Next-generation sequencing for inborn errors of immunity

Inborn errors of immunity (IEIs) include several hundred gene defects affecting various components of the immune system. As with other constitutional disorders, next-generation sequencing (NGS) is a powerful tool for the diagnosis of these diseases. While NGS can provide molecular confirmation of disease in a patient with a suspected or classic phenotype, it can also identify new molecular defects of the immune system, expand gene-disease phenotypes, clarify mechanism of disease, pattern of inheritance or identify new gene-disease associations. Multiple clinical specialties are involved in the diagnosis and management of patients with IEI, and most have no formal genetic training or expertise. To effectively utilize NGS tools and data in clinical practice, it is relevant and pragmatic to obtain a modicum of knowledge about genetic terminology, the variety of platforms and tools available for high-throughput genomic analysis, the interpretation and implementation of such data in clinical practice. There is considerable variability not only in the technologies and analytical tools used for NGS but in the bioinformatics approach to variant identification and interpretation.
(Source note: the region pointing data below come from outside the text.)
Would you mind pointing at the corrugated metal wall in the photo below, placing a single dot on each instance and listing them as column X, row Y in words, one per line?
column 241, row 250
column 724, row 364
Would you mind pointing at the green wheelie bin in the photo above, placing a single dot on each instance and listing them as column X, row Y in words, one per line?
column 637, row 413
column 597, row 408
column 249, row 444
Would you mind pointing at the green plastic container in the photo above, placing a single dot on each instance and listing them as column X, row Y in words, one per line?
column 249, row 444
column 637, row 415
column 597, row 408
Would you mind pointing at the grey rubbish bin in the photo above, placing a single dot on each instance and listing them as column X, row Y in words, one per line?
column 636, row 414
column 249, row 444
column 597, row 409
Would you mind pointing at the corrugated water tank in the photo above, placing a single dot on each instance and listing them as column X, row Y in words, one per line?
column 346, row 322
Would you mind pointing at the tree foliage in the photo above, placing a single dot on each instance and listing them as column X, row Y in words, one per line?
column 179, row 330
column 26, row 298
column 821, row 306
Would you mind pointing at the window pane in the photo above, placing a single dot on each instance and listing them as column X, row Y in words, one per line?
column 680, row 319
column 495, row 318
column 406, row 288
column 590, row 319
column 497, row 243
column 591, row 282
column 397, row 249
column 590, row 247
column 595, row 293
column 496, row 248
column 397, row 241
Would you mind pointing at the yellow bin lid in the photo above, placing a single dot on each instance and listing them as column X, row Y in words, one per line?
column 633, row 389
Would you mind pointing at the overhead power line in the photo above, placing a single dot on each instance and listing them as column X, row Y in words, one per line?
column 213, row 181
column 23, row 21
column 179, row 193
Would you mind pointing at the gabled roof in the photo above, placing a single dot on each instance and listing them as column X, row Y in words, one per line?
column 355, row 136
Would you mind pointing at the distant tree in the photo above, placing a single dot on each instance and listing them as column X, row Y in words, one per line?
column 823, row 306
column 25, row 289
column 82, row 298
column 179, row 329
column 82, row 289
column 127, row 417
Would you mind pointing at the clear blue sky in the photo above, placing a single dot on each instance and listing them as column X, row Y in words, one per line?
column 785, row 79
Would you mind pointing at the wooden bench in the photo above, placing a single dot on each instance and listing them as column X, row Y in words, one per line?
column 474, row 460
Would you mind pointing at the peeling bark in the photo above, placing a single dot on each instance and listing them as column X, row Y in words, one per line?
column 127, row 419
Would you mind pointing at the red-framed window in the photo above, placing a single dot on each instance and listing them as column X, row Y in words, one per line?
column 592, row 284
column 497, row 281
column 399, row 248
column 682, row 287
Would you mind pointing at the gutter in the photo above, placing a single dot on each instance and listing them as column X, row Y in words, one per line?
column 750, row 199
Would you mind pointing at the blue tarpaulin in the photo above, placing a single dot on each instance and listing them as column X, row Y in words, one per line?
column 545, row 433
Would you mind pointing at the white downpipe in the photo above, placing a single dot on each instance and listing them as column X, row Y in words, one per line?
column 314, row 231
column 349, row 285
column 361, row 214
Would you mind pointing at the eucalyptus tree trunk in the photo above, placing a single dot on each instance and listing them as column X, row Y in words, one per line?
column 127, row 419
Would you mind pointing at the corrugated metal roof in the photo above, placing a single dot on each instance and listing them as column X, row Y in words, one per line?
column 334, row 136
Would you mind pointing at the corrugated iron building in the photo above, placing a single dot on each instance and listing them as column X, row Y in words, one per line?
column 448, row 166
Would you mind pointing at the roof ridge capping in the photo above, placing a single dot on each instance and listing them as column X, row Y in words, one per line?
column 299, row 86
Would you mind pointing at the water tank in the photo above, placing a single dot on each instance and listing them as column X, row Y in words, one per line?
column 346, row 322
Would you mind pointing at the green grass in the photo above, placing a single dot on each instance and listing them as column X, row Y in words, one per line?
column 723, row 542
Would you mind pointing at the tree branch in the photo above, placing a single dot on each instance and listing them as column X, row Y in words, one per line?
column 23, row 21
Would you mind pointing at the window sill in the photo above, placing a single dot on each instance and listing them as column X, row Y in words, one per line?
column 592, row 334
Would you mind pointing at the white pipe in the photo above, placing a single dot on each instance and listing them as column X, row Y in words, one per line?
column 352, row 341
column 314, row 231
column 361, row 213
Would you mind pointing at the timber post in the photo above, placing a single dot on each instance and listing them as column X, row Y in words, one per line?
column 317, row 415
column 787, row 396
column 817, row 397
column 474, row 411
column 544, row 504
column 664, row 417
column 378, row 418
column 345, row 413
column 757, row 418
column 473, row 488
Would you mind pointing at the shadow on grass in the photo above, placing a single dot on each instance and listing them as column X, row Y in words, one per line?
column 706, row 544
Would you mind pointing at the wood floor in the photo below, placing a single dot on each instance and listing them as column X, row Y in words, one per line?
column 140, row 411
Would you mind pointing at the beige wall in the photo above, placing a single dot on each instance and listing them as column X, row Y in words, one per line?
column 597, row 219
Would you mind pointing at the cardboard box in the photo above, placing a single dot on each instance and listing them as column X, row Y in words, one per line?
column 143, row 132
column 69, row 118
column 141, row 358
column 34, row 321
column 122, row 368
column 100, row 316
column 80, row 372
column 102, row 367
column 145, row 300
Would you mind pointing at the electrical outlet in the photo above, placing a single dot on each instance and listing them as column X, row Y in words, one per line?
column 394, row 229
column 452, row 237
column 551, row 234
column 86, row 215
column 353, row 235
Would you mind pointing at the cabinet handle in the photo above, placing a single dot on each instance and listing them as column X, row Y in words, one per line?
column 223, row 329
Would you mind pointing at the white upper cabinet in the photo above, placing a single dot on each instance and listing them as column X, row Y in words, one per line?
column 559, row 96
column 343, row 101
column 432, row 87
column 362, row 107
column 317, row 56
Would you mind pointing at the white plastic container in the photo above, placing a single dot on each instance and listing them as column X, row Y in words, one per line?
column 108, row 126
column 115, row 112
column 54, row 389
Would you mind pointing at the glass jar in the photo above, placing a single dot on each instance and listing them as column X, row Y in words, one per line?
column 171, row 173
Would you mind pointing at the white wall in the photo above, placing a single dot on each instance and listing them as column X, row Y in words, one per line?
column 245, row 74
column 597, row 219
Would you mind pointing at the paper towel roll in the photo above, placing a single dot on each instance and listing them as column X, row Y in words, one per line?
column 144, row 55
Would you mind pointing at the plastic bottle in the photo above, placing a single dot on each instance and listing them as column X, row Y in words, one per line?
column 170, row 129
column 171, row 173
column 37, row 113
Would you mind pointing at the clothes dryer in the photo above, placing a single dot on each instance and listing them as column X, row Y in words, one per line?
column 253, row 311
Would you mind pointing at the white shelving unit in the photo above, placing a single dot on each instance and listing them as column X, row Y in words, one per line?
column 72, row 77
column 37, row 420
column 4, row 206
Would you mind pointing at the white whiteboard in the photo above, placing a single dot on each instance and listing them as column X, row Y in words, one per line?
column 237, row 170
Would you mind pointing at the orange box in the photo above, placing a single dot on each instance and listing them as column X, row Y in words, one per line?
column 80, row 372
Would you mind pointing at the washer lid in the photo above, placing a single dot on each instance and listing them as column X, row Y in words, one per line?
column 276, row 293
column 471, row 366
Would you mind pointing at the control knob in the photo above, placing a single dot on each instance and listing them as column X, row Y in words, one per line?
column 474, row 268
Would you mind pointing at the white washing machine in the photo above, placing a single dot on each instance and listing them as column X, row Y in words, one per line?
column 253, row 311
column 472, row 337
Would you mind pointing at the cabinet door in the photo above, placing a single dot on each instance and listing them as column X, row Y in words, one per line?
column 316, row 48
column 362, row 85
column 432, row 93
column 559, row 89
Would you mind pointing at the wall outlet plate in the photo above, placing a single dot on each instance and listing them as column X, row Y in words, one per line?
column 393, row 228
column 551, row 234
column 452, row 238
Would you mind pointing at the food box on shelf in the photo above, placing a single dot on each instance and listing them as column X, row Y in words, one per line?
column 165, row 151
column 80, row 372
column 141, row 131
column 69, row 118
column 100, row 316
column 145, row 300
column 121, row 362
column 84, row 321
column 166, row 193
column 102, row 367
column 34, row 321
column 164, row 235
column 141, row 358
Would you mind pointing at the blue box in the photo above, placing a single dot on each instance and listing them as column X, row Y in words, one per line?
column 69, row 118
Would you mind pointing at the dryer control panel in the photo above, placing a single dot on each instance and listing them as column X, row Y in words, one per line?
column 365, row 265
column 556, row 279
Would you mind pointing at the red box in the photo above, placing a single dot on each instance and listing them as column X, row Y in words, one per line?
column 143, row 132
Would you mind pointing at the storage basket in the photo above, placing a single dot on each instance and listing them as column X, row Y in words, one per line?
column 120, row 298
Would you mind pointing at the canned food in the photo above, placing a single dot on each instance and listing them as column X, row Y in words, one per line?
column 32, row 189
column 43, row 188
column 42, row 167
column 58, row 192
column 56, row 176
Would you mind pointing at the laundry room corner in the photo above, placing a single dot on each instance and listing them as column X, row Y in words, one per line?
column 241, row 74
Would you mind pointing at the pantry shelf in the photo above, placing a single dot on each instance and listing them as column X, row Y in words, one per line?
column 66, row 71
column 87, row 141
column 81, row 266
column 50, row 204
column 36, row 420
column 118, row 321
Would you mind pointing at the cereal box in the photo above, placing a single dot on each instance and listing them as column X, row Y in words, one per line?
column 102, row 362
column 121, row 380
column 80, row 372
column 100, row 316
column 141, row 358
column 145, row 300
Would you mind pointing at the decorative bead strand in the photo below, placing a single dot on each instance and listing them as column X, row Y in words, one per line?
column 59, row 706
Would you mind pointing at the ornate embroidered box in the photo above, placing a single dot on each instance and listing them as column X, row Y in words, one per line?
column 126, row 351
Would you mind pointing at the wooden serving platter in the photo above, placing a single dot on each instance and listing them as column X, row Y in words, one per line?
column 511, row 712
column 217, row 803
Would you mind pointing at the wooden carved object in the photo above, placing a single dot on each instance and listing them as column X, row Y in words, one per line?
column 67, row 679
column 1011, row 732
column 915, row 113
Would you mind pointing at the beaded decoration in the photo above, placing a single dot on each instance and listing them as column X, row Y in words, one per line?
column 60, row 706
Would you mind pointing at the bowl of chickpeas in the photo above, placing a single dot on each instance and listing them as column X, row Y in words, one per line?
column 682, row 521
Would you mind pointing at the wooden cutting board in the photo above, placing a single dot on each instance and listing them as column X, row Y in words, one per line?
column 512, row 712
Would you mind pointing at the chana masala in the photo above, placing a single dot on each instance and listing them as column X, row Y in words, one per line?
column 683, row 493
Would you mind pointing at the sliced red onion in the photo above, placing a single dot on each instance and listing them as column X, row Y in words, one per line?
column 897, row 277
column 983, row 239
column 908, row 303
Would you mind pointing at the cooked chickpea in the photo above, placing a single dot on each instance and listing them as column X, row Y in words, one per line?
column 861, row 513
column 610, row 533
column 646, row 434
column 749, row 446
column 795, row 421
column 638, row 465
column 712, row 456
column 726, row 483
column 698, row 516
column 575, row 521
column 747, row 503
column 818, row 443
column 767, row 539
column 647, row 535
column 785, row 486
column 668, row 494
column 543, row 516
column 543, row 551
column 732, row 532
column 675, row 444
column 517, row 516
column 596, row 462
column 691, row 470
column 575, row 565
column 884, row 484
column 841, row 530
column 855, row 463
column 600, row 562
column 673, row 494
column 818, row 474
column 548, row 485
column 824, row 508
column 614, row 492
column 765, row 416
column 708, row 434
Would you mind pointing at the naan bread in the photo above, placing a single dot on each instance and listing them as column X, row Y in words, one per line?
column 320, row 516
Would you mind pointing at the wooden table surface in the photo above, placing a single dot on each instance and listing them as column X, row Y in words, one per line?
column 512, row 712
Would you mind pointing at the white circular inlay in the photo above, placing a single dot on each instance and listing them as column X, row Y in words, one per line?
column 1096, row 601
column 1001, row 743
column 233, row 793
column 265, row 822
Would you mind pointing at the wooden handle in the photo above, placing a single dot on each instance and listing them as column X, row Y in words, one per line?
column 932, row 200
The ability to provide a molecular basis for disease has the potential to alter therapeutic management and longer-term treatment of the disease, including developing personalized approaches with molecularly targeted therapies. This review is intended for the clinical specialist or diagnostic immunologist who works in the area of inborn errors of immunity, and provides an overview of the need for genetic testing in these patients (the “why” aspect), the various technologies and analytical approaches, bioinformatics tools, resources, and challenges (the “how” aspect), and the clinical evidence for identifying which patients might be best served by such testing (the “when” aspect).